Senate leaders use spending bill for full-scale assault on air, water, land, and climate

Environment America

WASHINGTON, DC – Senate appropriators continued their full-scale attack on the nation’s air, water, and climate today, adopting a spending bill riddled with anti-environmental policy riders that also severely underfunds the U.S. Environmental Protection Agency and land conservation.
 
“By defunding pollution control and blocking critical protections for our air, water, and climate, Senate leaders hit our environment coming and going today,” said Anna Aurilio, a program director and veteran lobbyist at Environment America. “This spending bill is a backdoor and a front-door assault on our treasured waters, our families’ health, and our wild places.”
 
The spending authorization bill cuts funding for EPA by more than half a billion dollars compared to this year, and continues to shortchange the Land and Water Conservation Fund. It targets air and water pollution prevention and environmental enforcement specifically, slashing as much as $80 million from these programs.
 
Appropriations bills are supposed to direct government spending only, not also determine policy. But on Tuesday senators added to their spending bill provisions to block a long list of environmental policies, starting with two of the Obama administration’s most popular environmental initiatives: the Clean Power Plan and the Clean Water Rule.
 
The Clean Power Plan, a central component of the president’s Climate Action Plan, requires a 30 percent cut in carbon pollution from power plants, and has been backed by more than 8 million public comments and broad majorities of voters across party lines.
 
The Clean Water Rule restores federal safeguards to small streams and vulnerable wetlands, and is supported by 80 percent of the American public and a broad range of constituencies, from local elected officials, to brewers, to farmers.
 
The spending bill also blocks ozone pollution limits, fracking regulations on public lands, protections for endangered wildlife, requirements that polluters pay to clean up hazardous waste sites, and more.
 
Along party lines, the Senate Appropriations Committee voted down an attempt by Sen. Tom Udall (D-N.M.) to strip the bill of its 11 anti-environmental policy riders.

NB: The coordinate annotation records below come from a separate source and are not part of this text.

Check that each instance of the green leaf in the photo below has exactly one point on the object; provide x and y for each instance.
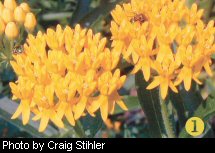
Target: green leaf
(150, 102)
(180, 109)
(8, 107)
(205, 111)
(131, 102)
(191, 99)
(91, 125)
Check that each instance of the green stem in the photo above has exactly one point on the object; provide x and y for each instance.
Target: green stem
(165, 115)
(79, 130)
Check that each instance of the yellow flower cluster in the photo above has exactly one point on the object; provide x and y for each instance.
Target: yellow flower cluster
(66, 73)
(165, 39)
(12, 17)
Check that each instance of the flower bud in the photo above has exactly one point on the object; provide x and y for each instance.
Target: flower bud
(11, 30)
(7, 15)
(25, 7)
(19, 15)
(10, 4)
(30, 21)
(2, 26)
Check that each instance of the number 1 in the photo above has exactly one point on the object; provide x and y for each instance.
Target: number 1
(194, 126)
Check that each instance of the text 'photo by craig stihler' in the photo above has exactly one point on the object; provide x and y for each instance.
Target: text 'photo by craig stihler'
(105, 69)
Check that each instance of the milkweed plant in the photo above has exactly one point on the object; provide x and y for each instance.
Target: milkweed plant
(66, 70)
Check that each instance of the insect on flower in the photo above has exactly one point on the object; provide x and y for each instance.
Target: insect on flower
(138, 18)
(18, 49)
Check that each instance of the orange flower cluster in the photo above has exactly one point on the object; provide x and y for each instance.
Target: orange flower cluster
(164, 36)
(66, 73)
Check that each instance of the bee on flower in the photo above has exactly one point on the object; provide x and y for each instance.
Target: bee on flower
(152, 34)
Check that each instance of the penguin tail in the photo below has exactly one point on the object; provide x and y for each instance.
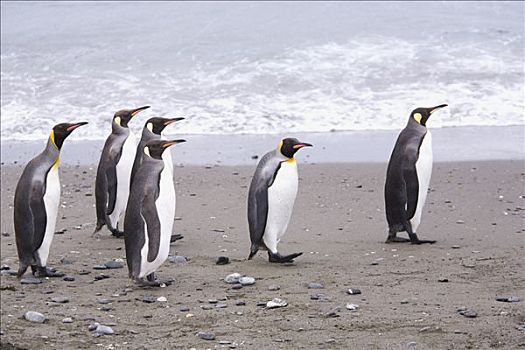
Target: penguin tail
(254, 249)
(22, 268)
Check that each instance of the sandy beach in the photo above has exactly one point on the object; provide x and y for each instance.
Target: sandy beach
(410, 294)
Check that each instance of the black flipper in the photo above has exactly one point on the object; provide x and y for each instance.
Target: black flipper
(150, 215)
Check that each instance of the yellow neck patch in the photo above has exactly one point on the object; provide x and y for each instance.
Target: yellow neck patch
(52, 138)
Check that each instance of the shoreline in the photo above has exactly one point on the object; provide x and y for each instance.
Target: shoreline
(449, 144)
(410, 294)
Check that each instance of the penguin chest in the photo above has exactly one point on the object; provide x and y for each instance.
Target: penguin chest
(165, 207)
(281, 198)
(424, 172)
(51, 202)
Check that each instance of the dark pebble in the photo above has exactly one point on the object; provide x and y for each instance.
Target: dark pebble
(149, 299)
(206, 335)
(30, 280)
(353, 291)
(468, 313)
(508, 299)
(60, 300)
(101, 277)
(114, 264)
(222, 260)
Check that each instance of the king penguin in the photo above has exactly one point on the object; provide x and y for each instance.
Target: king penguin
(152, 131)
(114, 172)
(37, 197)
(408, 176)
(271, 198)
(150, 214)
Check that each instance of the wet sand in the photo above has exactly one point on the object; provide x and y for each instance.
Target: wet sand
(474, 210)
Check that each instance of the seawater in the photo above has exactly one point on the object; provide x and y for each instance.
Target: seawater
(259, 67)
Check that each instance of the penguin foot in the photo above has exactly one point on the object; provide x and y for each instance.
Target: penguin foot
(278, 258)
(141, 283)
(175, 238)
(395, 239)
(117, 233)
(42, 271)
(422, 241)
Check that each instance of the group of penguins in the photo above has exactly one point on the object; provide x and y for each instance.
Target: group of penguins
(134, 190)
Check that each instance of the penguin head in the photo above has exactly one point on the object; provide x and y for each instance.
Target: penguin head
(61, 131)
(155, 148)
(122, 117)
(421, 114)
(289, 146)
(156, 125)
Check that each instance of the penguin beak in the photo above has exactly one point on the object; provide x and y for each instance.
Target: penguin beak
(301, 145)
(433, 109)
(74, 126)
(171, 143)
(173, 120)
(137, 110)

“Kudos to Sen. Udall for standing up to the polluters, and speaking out for due process and environmental protection,” said Aurilio. “And thanks to all the senators who voted with him today.”

The committee also rejected another amendment from ranking member Udall, this one only stripping the rider that blocked the Clean Power Plan. That measure won support from Sen. Susan Collins (R-Maine), but not from Sen. Mark Kirk (R-Ill.), considered a potential “yes” vote on climate action.
 
“On today of all days, with the pope declaring it a moral imperative to solve global warming,” said Aurilio, “it’s especially disappointing to see so many senators vote to block meaningful action on climate.”

Environment America urged lawmakers to reject the spending bill if and when it comes to the Senate floor.
 
“This bill is a dream for the oil and gas industry, the coal companies, and other polluters,” said Aurilio, “but it’s a nightmare for everyone who wants clean air, clean water, and a healthier planet for our kids.”